A Fortrex pode adaptar a geometria do tanque para facilitar a instalação de captores, coifas ou estruturas laterais. Entretanto, dutos, ventiladores e equipamentos de exaustão precisam utilizar suportes próprios.
A resistência química representa uma das principais vantagens do tanque de fosfatização em PP. Quando a especificação considera corretamente o banho, o material oferece segurança e longa vida útil.
Além disso, o polipropileno não enferruja. Por essa razão, o equipamento dispensa pintura anticorrosiva e reduz intervenções relacionadas à oxidação.
A fabricação sob medida também permite adaptar o tanque às peças, ao volume do banho, ao sistema de movimentação e ao espaço disponível. Dessa maneira, a Fortrex desenvolve uma solução compatível com a produtividade da linha.
Outra vantagem está na flexibilidade construtiva. O equipamento pode receber conexões para drenagem, circulação, filtragem, aquecimento, sensores e integração com exaustão.
A superfície interna facilita a limpeza e a inspeção visual. Ao mesmo tempo, o menor peso do PP simplifica o transporte e o posicionamento do tanque na planta industrial.
Por fim, os reforços dimensionados para cada projeto aumentam a estabilidade. Assim, a estrutura mantém sua geometria durante as diferentes condições de operação.

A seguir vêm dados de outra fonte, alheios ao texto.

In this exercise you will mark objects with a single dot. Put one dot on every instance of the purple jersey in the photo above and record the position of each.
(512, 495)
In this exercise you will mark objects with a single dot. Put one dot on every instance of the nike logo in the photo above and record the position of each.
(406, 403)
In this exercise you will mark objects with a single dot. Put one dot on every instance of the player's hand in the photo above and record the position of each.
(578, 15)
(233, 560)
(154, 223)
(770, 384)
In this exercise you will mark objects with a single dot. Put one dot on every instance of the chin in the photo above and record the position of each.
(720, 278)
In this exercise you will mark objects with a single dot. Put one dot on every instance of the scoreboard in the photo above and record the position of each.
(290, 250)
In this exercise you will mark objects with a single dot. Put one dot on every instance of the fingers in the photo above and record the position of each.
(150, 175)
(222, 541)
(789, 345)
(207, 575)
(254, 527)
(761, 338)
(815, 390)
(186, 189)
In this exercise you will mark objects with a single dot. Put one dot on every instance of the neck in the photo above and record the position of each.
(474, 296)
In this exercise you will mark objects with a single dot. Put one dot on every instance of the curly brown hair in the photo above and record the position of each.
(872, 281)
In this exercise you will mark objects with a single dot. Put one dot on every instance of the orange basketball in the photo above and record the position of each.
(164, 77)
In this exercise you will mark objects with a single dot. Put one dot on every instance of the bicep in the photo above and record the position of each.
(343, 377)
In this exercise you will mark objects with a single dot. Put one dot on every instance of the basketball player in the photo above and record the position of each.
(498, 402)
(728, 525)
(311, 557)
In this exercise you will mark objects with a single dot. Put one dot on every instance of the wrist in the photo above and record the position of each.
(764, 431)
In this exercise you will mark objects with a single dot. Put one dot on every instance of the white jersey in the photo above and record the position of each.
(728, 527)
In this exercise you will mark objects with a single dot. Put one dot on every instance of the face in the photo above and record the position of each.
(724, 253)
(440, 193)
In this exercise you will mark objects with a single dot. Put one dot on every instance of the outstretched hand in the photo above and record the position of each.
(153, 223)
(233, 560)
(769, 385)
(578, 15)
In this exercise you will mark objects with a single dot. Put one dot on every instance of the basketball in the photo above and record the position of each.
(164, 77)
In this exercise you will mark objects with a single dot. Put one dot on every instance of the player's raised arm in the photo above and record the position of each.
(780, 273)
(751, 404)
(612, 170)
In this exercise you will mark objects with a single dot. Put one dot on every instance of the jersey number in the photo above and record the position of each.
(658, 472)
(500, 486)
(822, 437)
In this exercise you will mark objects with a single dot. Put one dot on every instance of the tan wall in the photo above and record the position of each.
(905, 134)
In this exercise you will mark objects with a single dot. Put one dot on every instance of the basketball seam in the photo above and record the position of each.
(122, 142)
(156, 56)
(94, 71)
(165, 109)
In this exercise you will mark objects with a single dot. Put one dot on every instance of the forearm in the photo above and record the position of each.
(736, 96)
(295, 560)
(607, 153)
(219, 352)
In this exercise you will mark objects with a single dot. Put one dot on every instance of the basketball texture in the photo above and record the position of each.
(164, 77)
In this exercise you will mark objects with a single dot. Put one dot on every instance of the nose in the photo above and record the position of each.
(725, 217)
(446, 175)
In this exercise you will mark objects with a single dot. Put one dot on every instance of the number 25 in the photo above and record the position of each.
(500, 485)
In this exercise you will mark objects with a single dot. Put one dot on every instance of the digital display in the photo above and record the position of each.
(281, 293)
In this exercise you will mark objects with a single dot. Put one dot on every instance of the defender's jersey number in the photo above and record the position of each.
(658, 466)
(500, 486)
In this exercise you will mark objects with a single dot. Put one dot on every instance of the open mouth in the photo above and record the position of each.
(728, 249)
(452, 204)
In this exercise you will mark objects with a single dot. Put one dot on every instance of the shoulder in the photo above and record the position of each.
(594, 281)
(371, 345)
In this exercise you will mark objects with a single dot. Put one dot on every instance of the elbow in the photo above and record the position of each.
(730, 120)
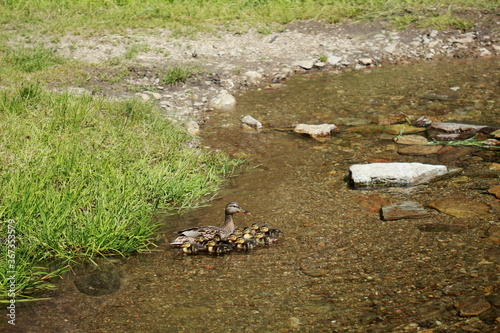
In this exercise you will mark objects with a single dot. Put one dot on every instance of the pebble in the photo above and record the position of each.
(394, 174)
(460, 207)
(419, 150)
(223, 101)
(251, 122)
(404, 210)
(316, 131)
(472, 306)
(411, 140)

A equipe deve instalar o tanque sobre uma base plana, nivelada e capaz de suportar o peso total do equipamento, do banho e das peças processadas. Além disso, a superfície precisa distribuir a carga uniformemente por todo o fundo.
O posicionamento deve permitir acesso ao dreno, às conexões, aos instrumentos e aos pontos de inspeção. A área superior também precisa oferecer espaço suficiente para a movimentação das peças.
Tubulações, bombas, sistemas de exaustão, componentes térmicos e equipamentos de transporte devem possuir sustentação própria. Dessa forma, esses elementos não transferem cargas externas para o tanque.
Durante a operação, a equipe precisa respeitar o nível máximo, a temperatura e os demais parâmetros considerados no projeto. Caso a composição do banho mude, uma nova avaliação de compatibilidade química será necessária.
A manutenção inclui inspeções periódicas do fundo, das paredes, das soldas, dos reforços e das conexões. Essas verificações ajudam a identificar trincas, deformações, abrasão, depósitos, incrustações e possíveis vazamentos.
Antes de qualquer intervenção, os operadores devem esvaziar, isolar e preparar o tanque conforme os procedimentos internos de segurança. Além disso, a limpeza precisa utilizar métodos compatíveis com o banho e com o polipropileno.
Com dimensionamento adequado, instalação correta e manutenção periódica, o tanque de fosfatização Fortrex oferece resistência química, estabilidade e confiabilidade para linhas industriais de tratamento de superfícies.